One evening recently:
In the ballroom (an ordinary-looking ballroom, with large star-bursting-up-shaped lamps hanging from the ceiling) of the new Vista International New York Hotel (situated at the World Trade Center, and the newest United States hotel in the chain of Hilton International Hotels), there were two hundred and eighty people, most of them the managers of Hilton hotels and their wives, and then there was Catherine Tritsch, the managing editor of Successful Meetings, which is a magazine for corporation and association people who plan meetings. The Hilton managers and their wives had spent the last few days meeting each other in a business-conference way and meeting each other over meals. Now, in the ballroom, they were meeting to eat a dinner of clam chowder, steamed clams, boiled lobster, boiled ears of corn, and watermelon.
Catherine Tritsch, the managing editor of Successful Meetings, said to us, “People think that the people who go to conventions don’t eat well. The theory is that they are rubes, they don’t know good food. But it’s not true. People who go to conventions are high-income people, and they are very professional.”
The Woody Herman orchestra was there, and it was led by Woody Herman himself, and it played some songs, all of them popular old American songs. “A good convention banquet will create the atmosphere of a good restaurant,” said Catherine Tritsch. “A good restaurant has to have a theme. This has a theme. American food. American music.”
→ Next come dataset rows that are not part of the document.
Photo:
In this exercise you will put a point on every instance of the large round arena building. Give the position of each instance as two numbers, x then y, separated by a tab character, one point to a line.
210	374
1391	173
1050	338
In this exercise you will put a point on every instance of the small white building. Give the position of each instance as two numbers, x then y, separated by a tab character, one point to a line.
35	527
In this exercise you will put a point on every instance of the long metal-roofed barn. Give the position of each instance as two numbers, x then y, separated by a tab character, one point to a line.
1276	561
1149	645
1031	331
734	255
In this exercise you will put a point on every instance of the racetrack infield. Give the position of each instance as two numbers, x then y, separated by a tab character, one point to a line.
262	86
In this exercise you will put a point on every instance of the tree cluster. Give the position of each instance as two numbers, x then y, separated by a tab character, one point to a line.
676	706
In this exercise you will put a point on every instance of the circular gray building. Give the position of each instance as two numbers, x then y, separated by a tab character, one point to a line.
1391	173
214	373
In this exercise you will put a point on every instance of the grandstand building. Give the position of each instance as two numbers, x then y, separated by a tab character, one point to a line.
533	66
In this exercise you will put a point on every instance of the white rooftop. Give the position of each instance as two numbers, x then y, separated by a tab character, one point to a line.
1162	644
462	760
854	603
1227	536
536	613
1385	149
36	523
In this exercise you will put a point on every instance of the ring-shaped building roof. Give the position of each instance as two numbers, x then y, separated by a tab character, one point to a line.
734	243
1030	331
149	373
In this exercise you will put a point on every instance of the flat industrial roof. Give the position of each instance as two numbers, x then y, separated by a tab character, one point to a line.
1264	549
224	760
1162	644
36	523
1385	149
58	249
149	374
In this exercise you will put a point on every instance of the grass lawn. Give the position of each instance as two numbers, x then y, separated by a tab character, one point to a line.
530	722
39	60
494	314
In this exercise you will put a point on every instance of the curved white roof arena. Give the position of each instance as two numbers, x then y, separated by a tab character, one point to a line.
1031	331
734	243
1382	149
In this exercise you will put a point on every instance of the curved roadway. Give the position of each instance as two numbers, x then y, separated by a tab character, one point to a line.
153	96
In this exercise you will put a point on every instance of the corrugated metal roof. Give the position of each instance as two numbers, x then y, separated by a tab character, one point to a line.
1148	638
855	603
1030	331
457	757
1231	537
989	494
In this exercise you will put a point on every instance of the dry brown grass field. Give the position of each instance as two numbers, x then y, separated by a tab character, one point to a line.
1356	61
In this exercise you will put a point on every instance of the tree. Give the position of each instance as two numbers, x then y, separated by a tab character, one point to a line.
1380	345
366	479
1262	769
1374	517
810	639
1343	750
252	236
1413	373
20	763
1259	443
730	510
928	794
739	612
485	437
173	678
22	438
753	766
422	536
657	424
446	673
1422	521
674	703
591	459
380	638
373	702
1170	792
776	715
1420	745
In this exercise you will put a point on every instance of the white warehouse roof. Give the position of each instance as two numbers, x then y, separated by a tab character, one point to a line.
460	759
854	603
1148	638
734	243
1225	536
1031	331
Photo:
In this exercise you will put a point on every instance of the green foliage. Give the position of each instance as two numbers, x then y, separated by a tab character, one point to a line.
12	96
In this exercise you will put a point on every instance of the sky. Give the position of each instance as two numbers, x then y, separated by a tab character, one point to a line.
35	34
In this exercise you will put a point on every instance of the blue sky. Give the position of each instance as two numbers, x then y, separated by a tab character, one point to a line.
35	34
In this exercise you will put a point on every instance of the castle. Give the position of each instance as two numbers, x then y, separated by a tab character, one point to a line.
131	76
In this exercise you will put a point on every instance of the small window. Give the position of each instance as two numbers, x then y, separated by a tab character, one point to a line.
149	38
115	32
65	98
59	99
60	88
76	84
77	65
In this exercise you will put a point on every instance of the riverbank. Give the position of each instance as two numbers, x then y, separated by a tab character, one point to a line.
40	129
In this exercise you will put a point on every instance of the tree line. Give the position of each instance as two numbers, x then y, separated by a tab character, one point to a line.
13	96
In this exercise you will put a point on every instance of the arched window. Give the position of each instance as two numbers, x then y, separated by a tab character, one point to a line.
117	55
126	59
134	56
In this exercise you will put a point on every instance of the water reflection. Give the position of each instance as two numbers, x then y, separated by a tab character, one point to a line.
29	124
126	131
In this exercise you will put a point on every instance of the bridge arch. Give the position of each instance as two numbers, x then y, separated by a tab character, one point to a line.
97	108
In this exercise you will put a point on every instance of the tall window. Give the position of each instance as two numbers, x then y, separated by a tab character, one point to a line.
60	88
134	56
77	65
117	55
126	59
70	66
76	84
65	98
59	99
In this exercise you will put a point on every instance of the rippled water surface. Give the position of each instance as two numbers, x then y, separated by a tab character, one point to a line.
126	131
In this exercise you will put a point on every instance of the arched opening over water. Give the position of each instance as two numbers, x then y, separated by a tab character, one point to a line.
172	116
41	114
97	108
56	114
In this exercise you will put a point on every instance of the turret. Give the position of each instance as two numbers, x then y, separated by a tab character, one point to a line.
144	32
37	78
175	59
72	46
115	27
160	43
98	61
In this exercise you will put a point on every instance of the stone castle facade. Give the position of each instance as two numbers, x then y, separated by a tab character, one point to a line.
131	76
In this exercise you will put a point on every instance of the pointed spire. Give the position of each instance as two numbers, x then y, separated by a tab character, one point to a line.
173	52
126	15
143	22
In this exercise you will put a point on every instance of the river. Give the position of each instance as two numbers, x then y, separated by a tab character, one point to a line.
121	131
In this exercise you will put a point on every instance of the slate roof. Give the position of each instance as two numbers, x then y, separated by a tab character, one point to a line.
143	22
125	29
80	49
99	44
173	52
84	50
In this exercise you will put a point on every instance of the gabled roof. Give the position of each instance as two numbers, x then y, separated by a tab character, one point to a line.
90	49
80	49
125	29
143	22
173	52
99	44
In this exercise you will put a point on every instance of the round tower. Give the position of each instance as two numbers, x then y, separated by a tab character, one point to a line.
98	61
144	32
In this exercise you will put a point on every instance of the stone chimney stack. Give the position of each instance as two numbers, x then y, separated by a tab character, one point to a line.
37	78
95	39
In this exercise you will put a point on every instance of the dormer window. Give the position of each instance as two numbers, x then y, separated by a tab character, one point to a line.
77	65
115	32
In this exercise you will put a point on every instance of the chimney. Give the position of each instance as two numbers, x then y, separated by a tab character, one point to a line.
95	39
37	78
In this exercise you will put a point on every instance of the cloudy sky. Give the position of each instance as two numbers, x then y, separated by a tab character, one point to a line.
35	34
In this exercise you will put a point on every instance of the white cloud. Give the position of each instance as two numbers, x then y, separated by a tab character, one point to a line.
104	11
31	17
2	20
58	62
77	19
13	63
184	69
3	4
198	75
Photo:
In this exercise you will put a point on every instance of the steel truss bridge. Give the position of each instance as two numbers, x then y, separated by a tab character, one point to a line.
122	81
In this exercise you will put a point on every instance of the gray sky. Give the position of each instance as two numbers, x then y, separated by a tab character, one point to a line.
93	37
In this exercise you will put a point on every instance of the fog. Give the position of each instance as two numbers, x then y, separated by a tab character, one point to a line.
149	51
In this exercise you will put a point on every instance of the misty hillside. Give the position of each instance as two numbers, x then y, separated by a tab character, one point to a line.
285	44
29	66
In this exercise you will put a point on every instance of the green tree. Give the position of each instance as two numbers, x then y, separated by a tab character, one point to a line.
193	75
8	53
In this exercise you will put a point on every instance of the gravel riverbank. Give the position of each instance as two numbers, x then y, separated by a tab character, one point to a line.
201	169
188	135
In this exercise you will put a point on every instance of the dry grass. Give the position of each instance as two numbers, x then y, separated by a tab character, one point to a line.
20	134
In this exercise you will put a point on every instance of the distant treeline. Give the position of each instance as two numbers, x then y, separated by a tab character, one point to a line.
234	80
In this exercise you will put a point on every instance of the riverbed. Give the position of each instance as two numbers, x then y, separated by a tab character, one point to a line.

There was a waitress wearing knicker-style pants and there was a waitress who looked more or less like a colonial maiden, but all the rest of the people who were waiting on the tables were waiters, and there was no mistaking them.
“Did you know that waiters who serve at banquets have their own union?” Catherine Tritsch asked us. “If you have so many people, you have to have so many waiters. Union rules.”
A man got up from his table and, taking up a small American flag, led a number of people halfway around the ballroom. Then he came back to his own table, and he and the men sitting with him tied their napkins around their heads as if they were pirates.
“These people are upscale people,” said Catherine Tritsch. “High-income people. Very cosmopolitan. This is a successful meeting.”
Among them, Catherine Tritsch and the two hundred and eighty other people, most of whom were hotel managers and their wives, ate and drank eighteen gallons of clam chowder, three hundred lobsters, three thousand clams, four hundred ears of corn, fifteen cases of wine, seven barrels of beer, and sixty watermelons.